Communion was set up by three like-minded musical souls, including Ben Lovett from Mumford & Sons in 2006. Largely associated with the UK ‘nu-folk’ movement, it has grown in stature and popularity over the years, providing a stage for many acts associated with the scene including Laura Marling, Noah and the Whale, Alessi’s Ark, Peggy Sue and Mumford & Sons themselves. Having expanded from its London home, Communion now hosts nights in Brighton, Bristol and even Australia.
Shared musical ideals are as important at Communion as genres, which may explain why the music at Brighton’s Prince Albert is eclectic, eccentric and for the most part completely lacking in fiddles, acoustic guitars and banjos. Only the youthful three-piece Common Tongues bring a little of the hoe-down with a violin amongst their strings.
A pleasant surprise comes in the form of the sweetly attractive and shoeless Kyla La Grange (pictured). She may have roots in gentle acoustic composition but her songs have a darker rock intensity that forces its way through with emotionally taught theatrical vocals. During Vampire Smile she sings of a lover meeting a sticky end and that she’ll get “Drunk on you and kill your friends.” Forcing out songs with a heavy involvement and impact, by the climax every break up she’s had has become the audiences. “Without you I’m a poor excuse of what I used to be,” she gasps and you believe every word she is singing. Low on the bill, but the best of the night.
Introduced by the white suited and black bow tie wearing compere for the evening as “One short of a Cha Cha Cha,” the taught riffing disco rock of Cha-Cha show that skinny jeans boys can do more than just play landfill indie. Proudly strutting their cocky take on The Police getting their groove on, the sly energetic picky riffs of Cha-Cha are competently tight, without ever squeezing the earth, but maybe forcing the feet a little.
More indie types are Rob the Rich. Like a party in a toyshop they have a childlike zest that frantically tries to make as much noise as possible. There’s a lot going on - squelch rhythmic madness, relentless speed drumming, and songs that tropically skip all over the place. Rob The Rich possess a very shambolic English quirkiness, but have just enough musical tape to bind the whole thing together and find the odd hook in amongst the melee.
Watching headliners Pope Joan live is like being taken roughly in a high voltage threesome by a pumped-up thrusting power-pill hungry pac-man and a deranged speak and spell machine.

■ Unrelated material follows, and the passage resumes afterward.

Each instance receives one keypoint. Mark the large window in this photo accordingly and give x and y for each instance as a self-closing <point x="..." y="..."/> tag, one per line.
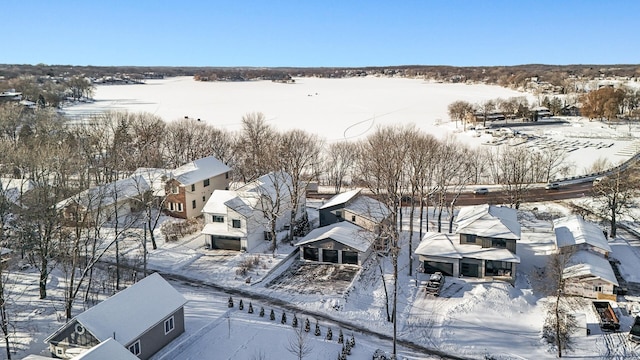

Old school electro arcade machine sounds jerk off over choppy angular guitars and frantic bass-synth whilst moustached lead singer Sammy Aaron Jr. commands the rhythmically bouncing indie stomp with lean back rock star poses. Add in a topless drummer and a flat capped crotch thrusting bass player attired in the clothes of a country gent and you can see that Pope Joan are no ordinary band. Yet neither are they an extraordinary group. Whilst their music fizzes with indie flavoured soda stream energy, it lacks the fibre or soul to grab you by the balls or tits one hundred percent. Dictator with its twitchy guitar riffs and gradual exultant build is probably their best song, but much of their set feels empty despite the energy.
With that Communion is done. The congregation can certainly not feel short changed, the evening costing just a few pence more than an expensive bottle of designer beer. If anyone has been fully converted however, is another question.